Biden’s green fantasy of two-thirds electric cars sales in 2032 is just not happening
Heavy, short-ranged, slow to charge, hard to maintain. But at least they're expensive
Last year, Joe Biden’s White House and his command-and-control regulators at the EPA imposed new emissions standards designed to force automakers to invest billions into retooling their plants and processes to crank out increasing percentages of electric vehicles. The Biden goal is to force two thirds of all cars sold in the US to be EVs by 2032, whether consumers want them or not.
At the end of January, the US Energy Information Administration (EIA) reported that sales of EVs, hybrid cars, and plug-in hybrids combined to make up about 16 per cent of US light duty vehicle sales during 2023. Sales of battery electric vehicles (BEVs), the type targeted by the administration’s suite of subsidies, penalties and mandates, accounted for 7 per cent of that 16 per cent for the year. That’s a significant rise since 2021, when BEVs accounted for just less than 3 per cent of US sales.

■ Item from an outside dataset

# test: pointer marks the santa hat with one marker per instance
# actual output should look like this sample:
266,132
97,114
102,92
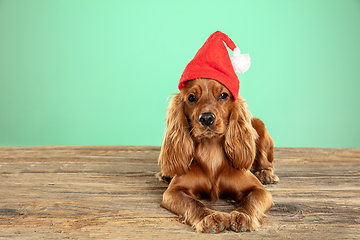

So, progress is being made towards the administration’s goal, but, with a presidential election looming this November, the domestic EV industry saw itself beset by an array of troubling indicators and events during the second half of the year. Foremost among these was the leveling-off of demand for electric cars, causing dealer lots to become filled with unsellable EV models as the months rolled by. A lack of demand for used BEVs created even further difficulties at the dealership level.